A further breakdown of the report showed that revenue from crude oil sales declined by 23.24 per cent or N250.69 billion to N828.13 billion, revenue from petroleum product sales fell by 22.06 per cent or N644.38 billion to N2.28 trillion, revenue from services declined by 37.82 per cent or N54.72 billion to N89.96 billion, and revenue from sales of natural gas appreciated by 7.04 per cent or N34.49 billion to N524.4 billion.
The revenue from crude oil sales at the corporation related to evacuated crude from the refineries sold directly to marketers during the year, petroleum products sales including the sale of Premium Motor Spirit, Dual Purpose Kerosene, Automotive Gasoline Oil, lubricants and other related products.
Last week, fuel scarcity surfaced across the major cities of Nigeria when the NNPC failed to supply adequate products to end-users, according to the Independent Petroleum Marketers Association of Nigeria (IPMAN). While the scarcity seems to have abated, the majority of filling stations across the country are still seen selling above the official pump price of N165 to as high as N180 thereby extorting the end-users.
Joe Nwakwue, a policy analyst and immediate past Chairman, of the Society of Petroleum Engineers Nigeria Council, was of the view that there was more to gain in the PIA than regret.
He had told our correspondent that the PIA provides an opportunity to reset the oil industry for growth and value addition.
However, according to Nwakwue, clearing up the mess in the Nigerian oil and gas industry takes a while.

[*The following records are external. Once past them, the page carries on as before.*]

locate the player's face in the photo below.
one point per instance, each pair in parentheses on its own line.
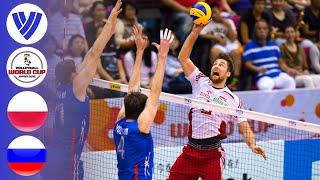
(259,6)
(219,71)
(216,15)
(261,30)
(278,4)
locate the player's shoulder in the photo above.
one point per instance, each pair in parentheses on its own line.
(233,96)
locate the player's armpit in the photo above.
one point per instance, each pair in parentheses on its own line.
(188,67)
(146,118)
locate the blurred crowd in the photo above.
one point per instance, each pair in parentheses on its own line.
(274,44)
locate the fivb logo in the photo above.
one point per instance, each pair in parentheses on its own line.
(27,23)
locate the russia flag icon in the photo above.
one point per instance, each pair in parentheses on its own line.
(27,111)
(26,155)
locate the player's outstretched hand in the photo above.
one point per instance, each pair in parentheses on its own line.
(258,150)
(112,19)
(141,42)
(197,28)
(166,38)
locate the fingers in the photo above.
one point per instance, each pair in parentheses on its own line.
(161,34)
(118,4)
(261,152)
(156,45)
(169,35)
(172,38)
(166,35)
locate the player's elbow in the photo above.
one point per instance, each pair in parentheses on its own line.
(144,129)
(182,57)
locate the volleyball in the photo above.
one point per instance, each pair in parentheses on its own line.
(201,13)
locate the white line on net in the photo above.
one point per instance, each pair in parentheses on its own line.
(276,120)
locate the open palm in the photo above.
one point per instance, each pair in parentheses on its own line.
(141,42)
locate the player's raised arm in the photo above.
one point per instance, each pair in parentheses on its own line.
(147,116)
(184,55)
(248,135)
(91,59)
(141,43)
(134,82)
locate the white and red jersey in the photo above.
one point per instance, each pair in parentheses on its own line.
(205,124)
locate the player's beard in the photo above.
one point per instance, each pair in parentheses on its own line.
(218,80)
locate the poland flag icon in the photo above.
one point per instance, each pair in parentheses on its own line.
(27,111)
(26,155)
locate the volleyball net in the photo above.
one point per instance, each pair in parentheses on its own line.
(291,146)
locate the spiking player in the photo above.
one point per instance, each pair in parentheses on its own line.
(203,156)
(132,137)
(72,109)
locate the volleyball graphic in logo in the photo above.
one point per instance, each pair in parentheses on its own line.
(27,111)
(26,155)
(201,13)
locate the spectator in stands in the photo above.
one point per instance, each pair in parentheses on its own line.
(263,57)
(315,56)
(76,50)
(295,61)
(49,45)
(240,6)
(312,19)
(110,68)
(175,81)
(250,18)
(97,12)
(281,17)
(64,24)
(148,66)
(223,33)
(123,35)
(298,5)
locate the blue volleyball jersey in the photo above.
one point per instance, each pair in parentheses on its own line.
(71,127)
(134,151)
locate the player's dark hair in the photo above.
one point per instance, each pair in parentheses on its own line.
(94,6)
(227,58)
(73,38)
(64,70)
(127,3)
(134,104)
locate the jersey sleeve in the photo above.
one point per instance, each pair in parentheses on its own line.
(196,78)
(240,117)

“It will take some time because there are some challenges, but this is a good opportunity to develop an oil and gas industry,” he said.
The Group Managing Director (GMD) of NNPC Ltd, Mele Kyari, had reportedly said that the transformation signified a new beginning for the entity.
According to him, the company will do all things possible to guarantee compliance with the requirements of the PIA in terms of guidelines and timetables for action.
Kyari hinted that the new business would be active when the Ministers of Petroleum and Finance transfer verified assets from the corporation to the NNPC Ltd, adding that the earliest time the corporation could begin to issue its Initial Public Offer (IPO) to investors would be in the next two years.
Reacting to making the new NPPC a quoted company, the National Coordinator of the Progressive Shareholders Association, Boniface Okezie, queried the remains in NNPC that would make for attractive to investors when the company’s shares are eventually listed on the Nigerian Exchange Limited (NGX).
He said, “After many years of wastage by the management since it came to being, I think we missed the opportunity to have not brought the NNPC to be made a publicly quoted company over these years. If we had done this, the wastage of subsidy would not have been in trillions. Nigerians would not have found themselves in the mess we see ourselves now. It is later than never!”